В-третьих, осуществление идей, уже заложенных в Экологической доктрине и тех концептуальных новаций, которые найдут отражение в проекте Социальной доктрины России, в основном зависит от того, как воспримут эти идеи наши регионы, каждый из которых являет собой совершенно уникальный природный, социальный и этнокультурный мир. И здесь есть место надежде и даже уверенности в осуществимости поставленных целей. Достаточно сказать хотя бы об инициативе по организации Северного социально-экологического конгресса, которая встретила деятельную поддержку как со стороны Президента России, так и со стороны руководства республики Коми, где в 2005 году прошел первый конгресс на тему «Природная и культурная палитра Российского Севера», а в апреле 2006 года состоится второй, посвященный теме «Экологический и культурный горизонты развития».
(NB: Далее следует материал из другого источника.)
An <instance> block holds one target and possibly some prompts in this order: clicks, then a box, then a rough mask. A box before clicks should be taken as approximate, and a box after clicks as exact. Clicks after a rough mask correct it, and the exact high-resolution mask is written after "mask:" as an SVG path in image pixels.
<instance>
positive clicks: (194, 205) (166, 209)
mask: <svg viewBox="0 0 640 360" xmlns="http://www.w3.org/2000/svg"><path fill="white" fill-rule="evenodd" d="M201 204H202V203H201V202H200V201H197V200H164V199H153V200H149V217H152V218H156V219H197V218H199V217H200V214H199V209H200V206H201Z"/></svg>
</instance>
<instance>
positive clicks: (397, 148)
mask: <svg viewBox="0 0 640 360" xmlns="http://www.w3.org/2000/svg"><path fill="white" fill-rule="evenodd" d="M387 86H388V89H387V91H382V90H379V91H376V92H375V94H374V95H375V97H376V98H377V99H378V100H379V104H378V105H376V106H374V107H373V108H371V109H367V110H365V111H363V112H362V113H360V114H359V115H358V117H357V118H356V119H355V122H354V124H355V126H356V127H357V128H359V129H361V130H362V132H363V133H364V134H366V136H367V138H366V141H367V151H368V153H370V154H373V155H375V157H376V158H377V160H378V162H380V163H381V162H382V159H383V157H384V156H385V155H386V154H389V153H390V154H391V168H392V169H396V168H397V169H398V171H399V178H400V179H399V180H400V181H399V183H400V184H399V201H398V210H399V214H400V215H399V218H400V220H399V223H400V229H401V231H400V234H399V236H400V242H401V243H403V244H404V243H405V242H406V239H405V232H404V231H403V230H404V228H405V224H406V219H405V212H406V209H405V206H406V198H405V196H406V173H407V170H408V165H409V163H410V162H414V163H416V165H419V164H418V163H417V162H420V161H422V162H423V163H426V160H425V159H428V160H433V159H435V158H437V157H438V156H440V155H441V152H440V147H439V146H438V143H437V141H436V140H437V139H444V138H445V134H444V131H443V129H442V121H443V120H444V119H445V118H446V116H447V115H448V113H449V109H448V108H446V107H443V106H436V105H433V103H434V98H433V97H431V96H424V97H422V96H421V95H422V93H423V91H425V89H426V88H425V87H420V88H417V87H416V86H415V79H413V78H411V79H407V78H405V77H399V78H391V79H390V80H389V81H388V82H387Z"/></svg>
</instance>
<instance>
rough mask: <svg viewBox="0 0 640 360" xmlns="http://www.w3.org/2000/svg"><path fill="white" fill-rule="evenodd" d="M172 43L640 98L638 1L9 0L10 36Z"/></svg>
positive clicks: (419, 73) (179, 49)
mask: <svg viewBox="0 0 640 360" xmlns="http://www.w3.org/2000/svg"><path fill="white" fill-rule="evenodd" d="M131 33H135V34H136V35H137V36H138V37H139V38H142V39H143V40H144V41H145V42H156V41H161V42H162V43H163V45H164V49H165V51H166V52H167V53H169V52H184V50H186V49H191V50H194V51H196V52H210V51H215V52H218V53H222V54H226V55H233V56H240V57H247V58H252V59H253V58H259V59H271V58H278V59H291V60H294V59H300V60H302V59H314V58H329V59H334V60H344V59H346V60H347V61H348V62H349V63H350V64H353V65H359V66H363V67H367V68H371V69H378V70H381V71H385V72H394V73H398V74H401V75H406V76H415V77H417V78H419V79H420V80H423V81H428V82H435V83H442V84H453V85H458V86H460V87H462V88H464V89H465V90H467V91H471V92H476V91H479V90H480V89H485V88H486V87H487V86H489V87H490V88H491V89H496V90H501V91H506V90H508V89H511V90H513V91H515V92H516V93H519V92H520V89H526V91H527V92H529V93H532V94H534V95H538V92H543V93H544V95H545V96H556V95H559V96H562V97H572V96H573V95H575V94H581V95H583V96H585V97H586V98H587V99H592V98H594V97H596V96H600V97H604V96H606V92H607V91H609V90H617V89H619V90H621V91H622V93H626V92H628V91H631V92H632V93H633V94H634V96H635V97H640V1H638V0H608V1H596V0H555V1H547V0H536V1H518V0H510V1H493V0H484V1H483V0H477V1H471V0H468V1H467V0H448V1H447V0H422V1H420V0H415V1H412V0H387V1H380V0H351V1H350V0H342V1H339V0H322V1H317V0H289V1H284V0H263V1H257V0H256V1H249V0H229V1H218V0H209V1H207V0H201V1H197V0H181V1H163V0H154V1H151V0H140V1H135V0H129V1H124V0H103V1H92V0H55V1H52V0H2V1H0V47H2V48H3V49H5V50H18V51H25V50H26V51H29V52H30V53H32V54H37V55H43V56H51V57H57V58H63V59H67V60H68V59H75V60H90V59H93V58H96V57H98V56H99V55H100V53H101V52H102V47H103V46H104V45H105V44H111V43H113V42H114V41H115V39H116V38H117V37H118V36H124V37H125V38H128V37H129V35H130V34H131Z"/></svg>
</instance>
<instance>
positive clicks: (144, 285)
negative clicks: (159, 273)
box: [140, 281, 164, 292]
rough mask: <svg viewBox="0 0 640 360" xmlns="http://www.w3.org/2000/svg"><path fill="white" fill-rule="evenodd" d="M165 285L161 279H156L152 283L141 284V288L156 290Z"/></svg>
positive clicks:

Возможно, наш конгресс остался бы одним из многих форумов, посвященных проблемам на стыке экологической и социальной политики, если бы не одно обстоятельство. Сразу после того, как мы обнародовали концепцию Северного социально-экологического конгресса, готовность принять активное участие в работе изъявили почти все ведущие научные центры и вузы, где изучаются проблемы Российского Севера. Даже профессионалы, которые много лет работают в области организации больших научных проектов, не припомнят случая, когда в рамках одного конгресса было бы организовано 50 серьезных научных конференций и симпозиумов, в том числе и международных, а также ряд выставок и выездных заседаний общенациональных организаций. Но именно с этого рубежа стартовал наш конгресс. Задумываясь над тем, что послужило стимулом подобной активности, мы приходим к выводу, что научное сообщество становится ядром формирующегося компетентного гражданского общества России, которое рассматривает политическую власть не как самоцель, а как инструмент для созидательной и научно выверенной экологической и социальной политики.